Chiles en Nogada

By Jessica Toledo - Own work, CC BY-SA 4.0,

By Jessica Toledo – Own work, CC BY-SA 4.0,

As I mentioned on our “About” page, the original cookbook never made it into print. At the time the marriage dissolved, one important recipe was still pending, as we were having trouble convincing the family to invest the time necessary for making this complicated dish and allowing us to do all the measuring.

Since it never happened, I’ll point you instead to a very authentic version on The Mija Chronicles blog.

Mexican Cherry Creams

Mexican Cherry CreamsSince the desserts section of the Salazar family cookbook is not extensive, I am adding in this recipe, which originally appeared in the New York Daily News, February 10, 1982. How can any recipe that contains tequila not be worth sharing?

Makes 80*
6 T. butter or margarine
4 c. confectioner’s sugar
½ c. unsweetened cocoa
¼ c. tequila
80* well-drained maraschino cherries
1 c. finely chopped toasted almonds

In a bowl, cream butter and gradually blend in sugar and cocoa. Add tequila. Mix thoroughly, working with the fingers if necessary to get mixture to hold together. Knead briefly. Blot cherries dry with paper towels. Press a teaspoon of mixture around each cherry and roll in almonds to coat.

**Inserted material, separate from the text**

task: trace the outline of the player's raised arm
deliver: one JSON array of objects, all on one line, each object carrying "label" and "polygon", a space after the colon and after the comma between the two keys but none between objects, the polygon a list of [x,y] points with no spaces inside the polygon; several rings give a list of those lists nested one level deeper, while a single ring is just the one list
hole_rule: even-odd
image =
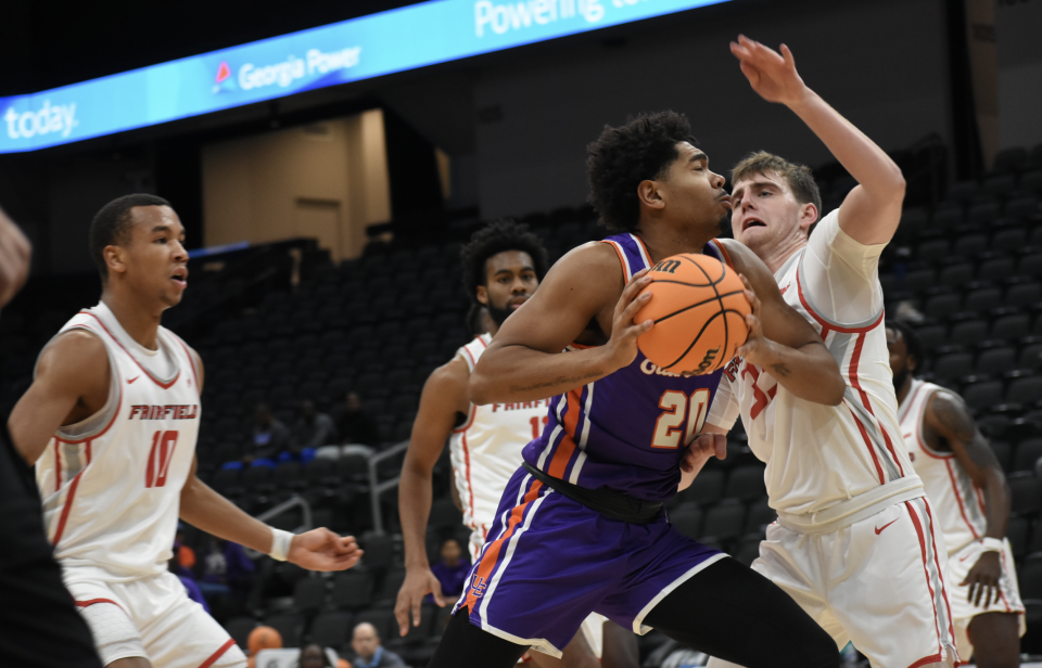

*I actually think the maraschino cherries we get these days are larger than they were back in the early 1980s. The recipe made 64 creams.

Mexican Wedding Rings

Mexican wedding ringsMakes about 12 dozen*

5 oz. whole almonds (approx. 1½ c.)
¾ c. soft butter
2 T. granulated sugar
½ t. Mexican vanilla
¼ t. almond flavoring
1/8 t. salt (optional)
1 c. sifted flour
Confectioners sugar

Grind almonds well. Cream butter and granulated sugar together and mix in remaining ingredients, except confectioners sugar. Roll into long pieces about the thickness of a pencil. Cut 2-inch lengths and pinch ends together to form rings. Place on lightly greased cookie sheet and bake 15 minutes in 325-degree oven until golden brown. Dust with confectioners sugar when done

*Or, if you roll them in 2½-inch lengths as I find more manageable, then the yield is about 9½ dozen.


MoleMolé is a meat-stretching dish which has a legend to go with it. The legend we grew up with is:

In colonial Mexico, a convent was told on very short notice that it would receive a visit from the bishop. Knowing that he would be hungry upon arrival, the nuns looked at their one chicken and meager supplies and tried to figure out how to feed everyone. Using what they had on hand, they came up with molé. The ingredients may be varied to suit individual taste.

Serves 10-12

5 dried ancho chiles*
5 dried pasilla chiles
5 dried mulato chiles
5 lb. chicken or turkey parts
1 ½ t. whole comino
2 cloves garlic
6 peppercorns
1 (28 oz.) can whole tomatoes in puree
½ c. roasted, unsalted peanuts
½ c. blanched almonds
½ c. raw pumpkin seeds
5 cloves garlic
2 medium onions, chopped
1 ¾ c. water chiles were soaked in
½ t. cloves
½ t. cinnamon
½ t. cilantro seeds
2 sprigs fresh cilantro or parsley
2 slices toast or 2 flour tortillas
½ c. oil or lard
3 c. chicken or turkey broth
7 oz. Mexican chocolate (or bitter chocolate)
¼ – 1/3 c. sugar
Salt and pepper to taste

Boil water; put in large saucepan and add chiles. Cover and soak for an hour. Combine chicken or turkey, comino, garlic and peppercorns in a large pot. Cover with water and boil 30-45 minutes (an hour for turkey). Remove meat from stock, and if using turkey, remove from bones. Set meat and stock aside. (The cooked meat may be browned in a little oil or lard, if desired.)

Remove seeds and stems from chiles. In blender, combine chiles, tomatoes, nuts, garlic, onions, water, spices, cilantro and toast and blend well. This may have to be done in batches. Pour blended mixture into large pot; add oil and cook, stirring constantly, for 5 minutes. Add broth, chocolate (if using bitter chocolate, increase sugar amount), sugar, salt and pepper. Cook over low heat until chocolate is melted and sauce is quite thick. Add poultry and cook over low heat until poultry is heated through.

*Molé may also be made with all ancho chiles or all pasilla chiles, if desired.

A Note on Commercial Molé

If you like the taste of molé but not the trouble of making it, commercial molé is available in either powder or paste form. To mix these for use, either method below will provide good results:

1. Add chicken or turkey broth, sugar* and salt to taste, or
2. Add hot water and smooth peanut butter (and sugar if desired) until molé
is a nice thick consistency.

Add in cooked chicken, turkey or pork and heat through.

* Sugar helps take out the picante sting.